Carving a Sign to Show The World Their Pain By Joshua Wolf Shenk

  Monday, December 7, 1998; Page C03
  Copyright 1998 The Washington Post Company
 

 A BRIGHT RED SCREAM

 Self-Mutilation and the Language of Pain

 By Marilee Strong

 Viking. 232 pp. $24.95

  This is not a book, or a review, for the faint of stomach. It is the story of "cutters," meaning people (most often women) who use razors, knives, glass edges or needles intentionally to wound themselves. "They may also," writes Marilee Strong, "burn their skin, bang their heads, punch themselves, break their own bones." More common is the simple, ghastly incision in the arm.

  What is ghastly to others, however, has a very different meaning to those who cut themselves. (Strong says this may be as many as 2 million Americans each year, though the figure is not explicated.) "Melanie," a 16-year-old Californian who has cut her wrists with a razor, burned herself with cigarettes and carved words and pictures into her skin, bears a particular scar that illustrates the book's interpretive theme. By heating a disposable lighter and pressing it to her flesh, she created a scar in the form of the happy-face icon. "Making yourself hurt to feel good is a really wicked and deranged thing," she says. "But to me, it's normal."

  How is it that self-wounding can "feel good"? "To intentionally injure an organ as vulnerable and delicate as the skin," Strong writes, "seems to go against everything we know about our biologically innate tendency to increase pleasure and avoid pain." But according to a line of thinking that begins with the esteemed psychiatrist Karl Menninger in the 1930s, self-injury can also be a product of the survival instinct.
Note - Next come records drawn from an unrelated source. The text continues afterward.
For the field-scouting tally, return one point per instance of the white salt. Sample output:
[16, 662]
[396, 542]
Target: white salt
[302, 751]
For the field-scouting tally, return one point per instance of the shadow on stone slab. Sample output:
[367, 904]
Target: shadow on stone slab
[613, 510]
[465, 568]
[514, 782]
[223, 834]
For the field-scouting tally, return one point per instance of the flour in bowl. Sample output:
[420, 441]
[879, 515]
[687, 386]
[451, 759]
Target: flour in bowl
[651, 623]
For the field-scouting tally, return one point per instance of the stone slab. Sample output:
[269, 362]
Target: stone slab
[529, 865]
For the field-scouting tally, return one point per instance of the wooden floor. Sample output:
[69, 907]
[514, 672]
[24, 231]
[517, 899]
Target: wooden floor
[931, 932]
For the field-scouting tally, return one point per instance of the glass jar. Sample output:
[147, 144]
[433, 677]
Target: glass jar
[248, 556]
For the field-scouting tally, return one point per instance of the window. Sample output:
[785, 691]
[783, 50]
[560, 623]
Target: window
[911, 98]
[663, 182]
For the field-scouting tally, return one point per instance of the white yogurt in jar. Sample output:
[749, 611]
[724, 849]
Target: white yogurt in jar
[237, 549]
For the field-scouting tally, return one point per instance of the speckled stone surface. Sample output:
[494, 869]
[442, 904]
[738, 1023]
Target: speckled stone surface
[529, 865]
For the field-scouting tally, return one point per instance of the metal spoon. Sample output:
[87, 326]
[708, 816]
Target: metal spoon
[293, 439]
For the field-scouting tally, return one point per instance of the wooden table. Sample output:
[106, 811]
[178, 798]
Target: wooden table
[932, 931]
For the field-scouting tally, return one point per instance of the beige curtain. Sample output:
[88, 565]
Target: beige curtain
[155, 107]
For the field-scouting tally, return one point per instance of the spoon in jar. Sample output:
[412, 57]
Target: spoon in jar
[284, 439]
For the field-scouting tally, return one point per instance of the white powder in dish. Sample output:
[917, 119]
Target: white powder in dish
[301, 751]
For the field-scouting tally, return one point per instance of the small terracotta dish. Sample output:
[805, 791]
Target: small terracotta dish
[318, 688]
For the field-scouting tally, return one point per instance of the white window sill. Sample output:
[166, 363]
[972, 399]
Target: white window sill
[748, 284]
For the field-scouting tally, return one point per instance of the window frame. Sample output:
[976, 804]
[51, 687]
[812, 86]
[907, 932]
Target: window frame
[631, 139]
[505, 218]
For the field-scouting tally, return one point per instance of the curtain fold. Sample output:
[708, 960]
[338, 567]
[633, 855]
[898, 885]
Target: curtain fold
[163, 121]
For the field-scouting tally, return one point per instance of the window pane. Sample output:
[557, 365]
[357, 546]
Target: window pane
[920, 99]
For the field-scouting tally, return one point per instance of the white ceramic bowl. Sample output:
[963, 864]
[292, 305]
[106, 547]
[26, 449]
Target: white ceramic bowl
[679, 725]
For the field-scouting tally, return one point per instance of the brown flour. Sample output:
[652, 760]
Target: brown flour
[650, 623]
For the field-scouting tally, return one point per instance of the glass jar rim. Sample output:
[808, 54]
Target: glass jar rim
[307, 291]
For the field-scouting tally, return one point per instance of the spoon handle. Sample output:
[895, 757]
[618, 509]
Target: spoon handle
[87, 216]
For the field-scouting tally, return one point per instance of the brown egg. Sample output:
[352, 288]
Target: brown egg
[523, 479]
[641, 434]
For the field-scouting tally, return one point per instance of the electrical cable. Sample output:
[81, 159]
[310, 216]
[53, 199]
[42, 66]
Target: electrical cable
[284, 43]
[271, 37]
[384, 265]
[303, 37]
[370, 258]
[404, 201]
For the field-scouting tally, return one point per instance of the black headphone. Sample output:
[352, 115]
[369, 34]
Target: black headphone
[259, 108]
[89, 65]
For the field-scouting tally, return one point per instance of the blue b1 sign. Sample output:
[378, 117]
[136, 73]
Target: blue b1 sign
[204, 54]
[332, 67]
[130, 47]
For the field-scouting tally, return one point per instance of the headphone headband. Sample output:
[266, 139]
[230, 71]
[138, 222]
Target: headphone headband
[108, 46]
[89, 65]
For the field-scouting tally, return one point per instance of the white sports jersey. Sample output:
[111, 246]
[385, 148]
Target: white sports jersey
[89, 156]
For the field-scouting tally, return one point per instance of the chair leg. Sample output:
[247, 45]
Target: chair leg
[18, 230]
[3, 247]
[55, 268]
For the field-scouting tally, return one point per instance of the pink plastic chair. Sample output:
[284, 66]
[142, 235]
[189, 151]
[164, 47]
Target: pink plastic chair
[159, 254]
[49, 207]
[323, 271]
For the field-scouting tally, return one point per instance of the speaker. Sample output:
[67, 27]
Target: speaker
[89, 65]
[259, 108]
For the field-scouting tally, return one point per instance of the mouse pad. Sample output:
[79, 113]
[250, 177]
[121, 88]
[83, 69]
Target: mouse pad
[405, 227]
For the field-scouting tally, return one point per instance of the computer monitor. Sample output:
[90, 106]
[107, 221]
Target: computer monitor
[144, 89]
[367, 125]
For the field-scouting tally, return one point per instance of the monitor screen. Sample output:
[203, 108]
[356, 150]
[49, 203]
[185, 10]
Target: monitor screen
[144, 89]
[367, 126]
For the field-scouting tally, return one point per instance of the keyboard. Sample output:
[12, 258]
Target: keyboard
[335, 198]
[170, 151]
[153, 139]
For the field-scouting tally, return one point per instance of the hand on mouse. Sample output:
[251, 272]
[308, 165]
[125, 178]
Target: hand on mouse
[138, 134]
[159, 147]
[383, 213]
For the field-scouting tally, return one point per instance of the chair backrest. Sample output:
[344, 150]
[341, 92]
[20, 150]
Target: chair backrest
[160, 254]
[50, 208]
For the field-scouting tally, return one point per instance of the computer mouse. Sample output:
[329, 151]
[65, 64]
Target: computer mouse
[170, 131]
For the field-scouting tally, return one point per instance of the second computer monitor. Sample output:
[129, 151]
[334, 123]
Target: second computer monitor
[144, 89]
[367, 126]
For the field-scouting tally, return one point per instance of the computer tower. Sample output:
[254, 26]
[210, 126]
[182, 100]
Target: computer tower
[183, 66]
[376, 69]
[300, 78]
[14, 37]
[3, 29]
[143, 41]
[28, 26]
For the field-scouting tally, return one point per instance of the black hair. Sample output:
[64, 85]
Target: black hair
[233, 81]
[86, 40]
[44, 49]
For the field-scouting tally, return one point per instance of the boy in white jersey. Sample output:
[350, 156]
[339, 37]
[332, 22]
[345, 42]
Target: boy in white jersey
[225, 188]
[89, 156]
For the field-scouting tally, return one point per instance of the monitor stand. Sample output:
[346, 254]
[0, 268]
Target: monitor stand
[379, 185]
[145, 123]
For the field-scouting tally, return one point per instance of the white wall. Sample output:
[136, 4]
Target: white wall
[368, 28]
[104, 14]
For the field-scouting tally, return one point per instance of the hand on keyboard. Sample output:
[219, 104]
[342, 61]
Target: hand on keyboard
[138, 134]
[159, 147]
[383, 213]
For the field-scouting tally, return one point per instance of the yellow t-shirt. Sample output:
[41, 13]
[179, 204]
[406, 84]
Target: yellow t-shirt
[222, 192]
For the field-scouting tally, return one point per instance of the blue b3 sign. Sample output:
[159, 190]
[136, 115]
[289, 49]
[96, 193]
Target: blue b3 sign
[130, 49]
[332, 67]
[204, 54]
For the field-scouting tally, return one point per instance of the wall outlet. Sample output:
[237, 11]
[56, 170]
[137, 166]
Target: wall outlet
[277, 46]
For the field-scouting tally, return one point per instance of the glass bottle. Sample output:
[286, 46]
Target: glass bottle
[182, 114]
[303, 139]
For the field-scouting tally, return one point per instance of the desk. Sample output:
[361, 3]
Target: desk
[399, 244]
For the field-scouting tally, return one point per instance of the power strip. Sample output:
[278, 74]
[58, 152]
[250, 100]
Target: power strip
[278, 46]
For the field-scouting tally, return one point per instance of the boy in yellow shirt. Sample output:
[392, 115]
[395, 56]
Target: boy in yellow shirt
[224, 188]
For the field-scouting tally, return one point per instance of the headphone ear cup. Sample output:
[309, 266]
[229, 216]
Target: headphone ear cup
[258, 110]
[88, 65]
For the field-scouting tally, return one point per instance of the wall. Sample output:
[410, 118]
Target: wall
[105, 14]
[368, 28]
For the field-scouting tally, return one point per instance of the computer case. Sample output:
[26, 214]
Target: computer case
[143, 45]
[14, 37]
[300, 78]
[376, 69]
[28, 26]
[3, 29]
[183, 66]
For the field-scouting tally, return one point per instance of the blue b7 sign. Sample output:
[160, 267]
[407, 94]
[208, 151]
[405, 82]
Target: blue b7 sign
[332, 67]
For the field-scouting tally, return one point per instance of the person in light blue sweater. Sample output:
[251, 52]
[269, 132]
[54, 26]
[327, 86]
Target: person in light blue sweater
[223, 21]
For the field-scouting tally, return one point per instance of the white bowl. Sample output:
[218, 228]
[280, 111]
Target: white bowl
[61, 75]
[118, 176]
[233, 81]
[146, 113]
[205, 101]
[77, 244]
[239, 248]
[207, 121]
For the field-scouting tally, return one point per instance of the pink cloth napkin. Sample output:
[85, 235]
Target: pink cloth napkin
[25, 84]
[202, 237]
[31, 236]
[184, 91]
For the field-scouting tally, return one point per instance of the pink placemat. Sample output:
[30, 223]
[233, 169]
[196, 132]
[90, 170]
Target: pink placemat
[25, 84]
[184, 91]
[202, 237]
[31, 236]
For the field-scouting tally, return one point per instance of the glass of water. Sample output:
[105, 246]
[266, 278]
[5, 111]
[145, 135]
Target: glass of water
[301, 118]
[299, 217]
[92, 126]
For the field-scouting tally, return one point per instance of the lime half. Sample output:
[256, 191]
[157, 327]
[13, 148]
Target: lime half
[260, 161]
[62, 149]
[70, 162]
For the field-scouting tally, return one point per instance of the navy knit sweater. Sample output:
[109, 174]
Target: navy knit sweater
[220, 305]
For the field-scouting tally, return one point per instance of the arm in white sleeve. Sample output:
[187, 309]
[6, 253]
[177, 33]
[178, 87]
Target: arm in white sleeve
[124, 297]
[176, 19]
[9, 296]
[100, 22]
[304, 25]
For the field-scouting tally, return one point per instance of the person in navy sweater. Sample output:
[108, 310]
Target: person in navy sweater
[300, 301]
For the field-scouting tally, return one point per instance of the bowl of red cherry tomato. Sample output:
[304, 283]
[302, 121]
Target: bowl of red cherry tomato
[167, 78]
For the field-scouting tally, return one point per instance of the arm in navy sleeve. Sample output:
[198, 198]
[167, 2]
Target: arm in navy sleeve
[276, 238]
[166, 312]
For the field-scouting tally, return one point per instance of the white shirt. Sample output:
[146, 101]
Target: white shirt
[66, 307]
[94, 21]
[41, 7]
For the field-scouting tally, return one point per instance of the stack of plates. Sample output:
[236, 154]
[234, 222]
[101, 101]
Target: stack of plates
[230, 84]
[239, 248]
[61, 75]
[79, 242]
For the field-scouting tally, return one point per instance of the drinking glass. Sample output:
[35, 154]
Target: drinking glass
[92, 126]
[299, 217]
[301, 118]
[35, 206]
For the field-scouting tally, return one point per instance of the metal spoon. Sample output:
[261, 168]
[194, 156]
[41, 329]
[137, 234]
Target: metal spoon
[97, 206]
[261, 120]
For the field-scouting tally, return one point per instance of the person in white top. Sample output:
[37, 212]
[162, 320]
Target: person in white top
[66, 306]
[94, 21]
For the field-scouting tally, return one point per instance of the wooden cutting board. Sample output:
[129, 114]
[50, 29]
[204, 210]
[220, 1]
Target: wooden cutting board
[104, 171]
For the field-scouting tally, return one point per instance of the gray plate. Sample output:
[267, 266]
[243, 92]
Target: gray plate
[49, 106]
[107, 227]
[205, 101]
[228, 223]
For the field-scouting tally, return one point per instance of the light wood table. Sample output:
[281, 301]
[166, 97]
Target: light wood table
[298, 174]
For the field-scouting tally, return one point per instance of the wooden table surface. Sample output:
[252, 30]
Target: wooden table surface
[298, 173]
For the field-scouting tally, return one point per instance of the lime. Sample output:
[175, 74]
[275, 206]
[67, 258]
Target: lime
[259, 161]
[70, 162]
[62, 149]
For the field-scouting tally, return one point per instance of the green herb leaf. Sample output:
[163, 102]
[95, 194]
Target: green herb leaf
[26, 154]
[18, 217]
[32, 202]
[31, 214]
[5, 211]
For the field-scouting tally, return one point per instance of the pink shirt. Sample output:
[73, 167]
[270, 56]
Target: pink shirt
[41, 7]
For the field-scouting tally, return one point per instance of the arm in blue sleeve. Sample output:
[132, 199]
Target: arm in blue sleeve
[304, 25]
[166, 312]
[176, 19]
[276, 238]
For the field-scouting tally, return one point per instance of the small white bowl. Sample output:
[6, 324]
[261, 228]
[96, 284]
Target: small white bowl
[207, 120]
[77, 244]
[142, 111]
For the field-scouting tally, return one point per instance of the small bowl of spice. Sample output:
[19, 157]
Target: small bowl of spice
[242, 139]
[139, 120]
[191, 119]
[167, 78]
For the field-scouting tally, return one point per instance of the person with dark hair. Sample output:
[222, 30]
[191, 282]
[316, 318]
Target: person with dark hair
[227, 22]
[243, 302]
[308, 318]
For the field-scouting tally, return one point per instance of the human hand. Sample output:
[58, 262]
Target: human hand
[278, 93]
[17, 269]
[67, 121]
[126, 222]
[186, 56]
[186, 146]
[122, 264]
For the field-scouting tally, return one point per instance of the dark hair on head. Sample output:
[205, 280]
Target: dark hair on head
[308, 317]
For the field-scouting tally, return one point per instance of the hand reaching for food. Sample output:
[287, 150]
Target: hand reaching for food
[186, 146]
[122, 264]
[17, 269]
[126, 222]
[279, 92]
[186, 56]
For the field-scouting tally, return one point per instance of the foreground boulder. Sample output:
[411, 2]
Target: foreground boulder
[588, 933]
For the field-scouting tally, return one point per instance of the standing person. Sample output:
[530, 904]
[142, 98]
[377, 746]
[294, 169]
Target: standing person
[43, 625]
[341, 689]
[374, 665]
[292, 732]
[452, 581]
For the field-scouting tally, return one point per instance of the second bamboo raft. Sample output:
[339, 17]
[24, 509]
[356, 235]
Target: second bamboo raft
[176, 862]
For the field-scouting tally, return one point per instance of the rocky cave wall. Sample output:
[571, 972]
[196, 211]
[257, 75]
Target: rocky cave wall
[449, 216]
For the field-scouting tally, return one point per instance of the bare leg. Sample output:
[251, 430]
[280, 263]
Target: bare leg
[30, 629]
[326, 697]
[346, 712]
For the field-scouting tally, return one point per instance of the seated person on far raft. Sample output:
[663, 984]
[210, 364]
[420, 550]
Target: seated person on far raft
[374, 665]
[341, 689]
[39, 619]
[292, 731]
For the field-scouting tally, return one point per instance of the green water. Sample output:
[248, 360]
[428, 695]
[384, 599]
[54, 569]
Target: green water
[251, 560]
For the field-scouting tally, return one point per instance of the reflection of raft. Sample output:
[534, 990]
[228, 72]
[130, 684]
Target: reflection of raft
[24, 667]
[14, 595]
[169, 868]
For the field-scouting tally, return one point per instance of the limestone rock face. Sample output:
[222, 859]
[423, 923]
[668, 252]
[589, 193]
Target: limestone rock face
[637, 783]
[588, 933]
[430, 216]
Cutters, Strong argues, disfigure their skin as a way of declaring, to themselves and others, that their souls are in anguish.

  The background goes something like this: In the wake of trauma -- especially in early childhood -- we often dissociate, or separate ourselves, from our moment-to-moment feelings. (Awareness is multilayered: A simple demonstration is to think of the watch on your wrist or the socks on your feet -- you felt them before reading this sentence but weren't fully aware of doing so.) Extreme dissociation can be extraordinarily useful, say, for a young person sexually abused and far too fragile to bear the weight of that horror. But, eventually, chronically diminished awareness takes its toll: If you're forever numb to pain, then pleasure or even satisfaction will also elude you.

  Cutters, whose behavior is clinically described as "repetitive self-mutilation," typically have a background of physical or sexual abuse, illness at an early age, or parents who are depressed, alcoholic or in some other way not nurturing. While they use numbness as protection, it quickly gets so that they feel, in the words of a 19-year-old student at an Ivy League college, "like a walking corpse." Taking sharp objects to the skin -- and watching the blood flow -- is a way of feeling alive: It is apparently doubly satisfying to watch the wound heal; cutters describe a feeling of calm -- approaching ecstasy -- the intensity of which directly corresponds to the pain of the cut. And so many of them escalate from nicks to incisions to carvings.

  If the phenomenon is not well known, it's partly because so many cutters lead productive lives. The great 18th-century scholar Samuel Johnson, apparently tormented by the idea of his own sinfulness, compulsively hit himself, scraped his fingers with a penknife, and bit and picked at his skin. Princess Diana was another famous cutter. "You have so much pain inside yourself," she told the BBC in 1995, "that you try and hurt yourself on the outside because you want help." Among those interviewed in Strong's book are a schoolteacher and a physician.

  Strong labors to present a hopeful, constructive view of cutting. She sharply distinguishes it from suicide and relies heavily on the work of psychiatry professor Armando Favazza, who writes that cutting is a "morbid form of self-help" and that "scar tissue is a magical substance, a physiological and psychological mortar that holds flesh and spirit together."

  But such observations are tempered by Strong's equally clear view that cutting is a pathology, or at least indicative of one. Cutting is a symptom of larger problems, but those problems are often difficult to identify, let alone treat. Medication and psychotherapy are sometimes helpful, as are cognitive therapy and an experimental treatment called eye movement desensitization and reprocessing. (Another recent book on the subject, "Cutting: Understanding and Overcoming Self-Mutilation," written by therapist Steven Levenkron, dwells on how a cutter can help herself with long-term therapy.)

  "A Bright Red Scream" concludes with a laudatory chapter on SAFE (Self-Abuse Finally Ends), a treatment center that takes a stern approach and expels patients who continue to cut. SAFE's philosophy, a sensible one, is that cutting is a mask over a trauma that needs to be identified and let out in a healthier way. And so a book that seeks to justify, defend and understand cutters' behavior concludes with a wish that all of us can understand: that cutters bind up their wounds in other ways.

  By Joshua Wolf Shenk, a writer living in New York.